When a Kentucky State Police officer radioed in about a traffic stop he was making, Jodi Shacklette and Nita Franklin set to work.
Shacklette clicked away at her keyboard, peered at five computer monitors mounted at her work station and told the trooper that the driver he was dealing with was someone who had been charged with an assault and multiple instances of driving under the influence.
Both KSP senior police telecommunicators have been doing their job at one post or another for the past 16 years.
That’s an accomplishment, considering the number of trainees and telecommunications academy students they have seen become overwhelmed by three or four call lines ringing at once and radio calls coming in steadily. They have seen people unplug from the telecommunications system, walk out of the room saying they couldn’t handle it and not come back.
National Public Safety Telecommunication Week last week honored the men and women who deal with the stress, help panicked and upset callers, and give officers and other emergency responders information they need to stay safe on the job.
The most important part of the job is keeping officers safe, Shacklette said.
“Our stand is that your dispatcher needs to know where you’re at, or you need to be on good terms with God,” she said.
Shacklette said she and other telecommunicators know the troopers they keep informed and their families. She has heard troopers’ children tell her to keep their fathers safe.
“You do this for a while, and you care about your troopers and you won’t let anything happen to them,” she said.
Telecommunicators also work to help residents, but Shacklette said it’s hard to help anyone when they break down on the Interstate and don’t know where they are because they haven’t been paying attention to road signs. Some drivers ask whether responders can pull up their location by computer, she said.
“It’s not CSI,” she said. “CSI has made our jobs so much harder. I hate that show.”
Some calls are harder to deal with than others.
Shacklette said she took the call April 7 after the fatal shooting of Toni Michelle Ballard.
“You hate to see someone so young throw their life away, and you hate to see someone lose their life,” she said.
Some of those calls stay with her when she goes to bed at night. She remembers some of them years later.
Shacklette said that after each of those difficult calls, telecommunicators have to be focused and polite again as they take the next incoming call.
Jeff Hale, a telecommunicators and National Crime Information Center terminal agency coordinator for the Radcliff Police Department, said all telecommunicators do essentially the same tasks, specializing in the branch of emergency response for which they work.
They might deal with anything, including a simple question, a stolen bike or a pedestrian struck by a vehicle, he said.
Hale said telecommunicators are the public’s first connection to emergency responders, and that conversation sets the tone for the entire experience.
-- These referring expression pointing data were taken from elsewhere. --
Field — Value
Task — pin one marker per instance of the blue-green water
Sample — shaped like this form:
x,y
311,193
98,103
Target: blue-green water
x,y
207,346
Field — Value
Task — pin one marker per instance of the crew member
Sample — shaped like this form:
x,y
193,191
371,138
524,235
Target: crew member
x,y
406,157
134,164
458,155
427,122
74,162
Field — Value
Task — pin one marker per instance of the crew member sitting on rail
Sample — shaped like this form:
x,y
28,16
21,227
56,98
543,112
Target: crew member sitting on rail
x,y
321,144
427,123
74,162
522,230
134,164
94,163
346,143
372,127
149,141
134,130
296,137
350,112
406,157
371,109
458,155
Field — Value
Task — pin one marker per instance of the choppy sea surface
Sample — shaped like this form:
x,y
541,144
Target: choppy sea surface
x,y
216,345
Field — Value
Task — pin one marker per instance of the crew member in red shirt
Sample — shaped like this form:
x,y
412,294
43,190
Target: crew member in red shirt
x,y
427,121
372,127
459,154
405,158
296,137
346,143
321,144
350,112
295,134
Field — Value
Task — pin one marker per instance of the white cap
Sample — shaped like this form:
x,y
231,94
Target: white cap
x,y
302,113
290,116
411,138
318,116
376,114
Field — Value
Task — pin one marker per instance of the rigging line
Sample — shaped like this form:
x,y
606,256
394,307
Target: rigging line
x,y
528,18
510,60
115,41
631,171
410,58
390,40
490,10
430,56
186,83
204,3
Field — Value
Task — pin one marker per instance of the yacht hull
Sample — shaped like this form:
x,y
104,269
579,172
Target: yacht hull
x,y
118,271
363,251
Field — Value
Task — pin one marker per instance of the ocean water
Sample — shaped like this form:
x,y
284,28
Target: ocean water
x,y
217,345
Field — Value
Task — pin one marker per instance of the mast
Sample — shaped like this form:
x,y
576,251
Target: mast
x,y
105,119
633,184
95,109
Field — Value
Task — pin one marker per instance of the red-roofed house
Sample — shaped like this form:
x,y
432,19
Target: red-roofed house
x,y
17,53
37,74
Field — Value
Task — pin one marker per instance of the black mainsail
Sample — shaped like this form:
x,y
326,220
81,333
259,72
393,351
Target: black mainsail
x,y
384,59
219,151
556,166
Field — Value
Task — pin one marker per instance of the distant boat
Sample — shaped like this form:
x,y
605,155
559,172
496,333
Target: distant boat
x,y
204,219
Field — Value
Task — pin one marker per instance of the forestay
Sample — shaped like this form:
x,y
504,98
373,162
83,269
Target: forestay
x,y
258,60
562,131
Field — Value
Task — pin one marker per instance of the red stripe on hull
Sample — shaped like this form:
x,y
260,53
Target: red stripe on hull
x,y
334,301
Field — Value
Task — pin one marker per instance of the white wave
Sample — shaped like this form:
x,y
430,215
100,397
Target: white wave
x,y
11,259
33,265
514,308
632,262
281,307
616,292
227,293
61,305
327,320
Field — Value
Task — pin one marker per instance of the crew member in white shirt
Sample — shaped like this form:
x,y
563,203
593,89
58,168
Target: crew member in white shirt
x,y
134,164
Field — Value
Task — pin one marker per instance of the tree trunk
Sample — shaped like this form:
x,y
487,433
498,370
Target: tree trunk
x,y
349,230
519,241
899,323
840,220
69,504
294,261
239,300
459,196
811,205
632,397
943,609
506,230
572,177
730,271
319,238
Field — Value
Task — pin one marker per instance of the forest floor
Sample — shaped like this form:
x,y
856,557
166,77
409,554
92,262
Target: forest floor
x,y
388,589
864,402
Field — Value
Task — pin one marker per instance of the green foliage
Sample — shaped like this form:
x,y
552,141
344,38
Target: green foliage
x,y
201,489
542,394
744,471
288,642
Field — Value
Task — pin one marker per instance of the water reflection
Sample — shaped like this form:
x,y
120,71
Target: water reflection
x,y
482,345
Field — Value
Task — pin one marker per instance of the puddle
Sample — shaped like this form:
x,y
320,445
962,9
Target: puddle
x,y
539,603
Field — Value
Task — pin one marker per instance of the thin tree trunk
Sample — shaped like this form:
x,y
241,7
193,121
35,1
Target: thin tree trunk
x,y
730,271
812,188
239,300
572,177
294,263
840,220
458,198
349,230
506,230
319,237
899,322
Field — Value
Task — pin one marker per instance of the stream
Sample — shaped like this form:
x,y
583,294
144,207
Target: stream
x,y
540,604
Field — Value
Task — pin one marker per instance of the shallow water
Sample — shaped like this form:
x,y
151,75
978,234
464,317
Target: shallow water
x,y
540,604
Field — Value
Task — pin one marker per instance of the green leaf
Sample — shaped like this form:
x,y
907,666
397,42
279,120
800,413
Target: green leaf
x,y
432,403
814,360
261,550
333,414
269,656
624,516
He tries to be pleasant, polite and patient.
“You never know when you help somebody,” he said. “Every day, you try to help somebody.”
Hale encourages people to call local telecommunicators and thank them.
Some of them have to be on hand at all times, including nights and holidays, he said.
“I’d say your family is the one that catches the most disappointment sometimes,” he said.
E-911 Center director Bob Hornback agreed that telecommunicators’ schedules and duties aren’t fun.
“It’s the hardest job. It’s the worst job,” he said. “It’s 24 hours a day and seven days a week.”
Besides taking about 50,000 911 calls each year and countless nonemergency calls, E-911 Center telecommunicators input a lot of information into National Crime Information Center for the Hardin County Sheriff’s Department and the county court system, Hornback said.
“We’re quite busy, and we do a lot more than what people think,” he said.
Hornback said he keeps a picture of an iceberg on the wall to remind himself and others that like the tip of an iceberg jutting out of the water, what people see is usually only a small part of what is actually happening.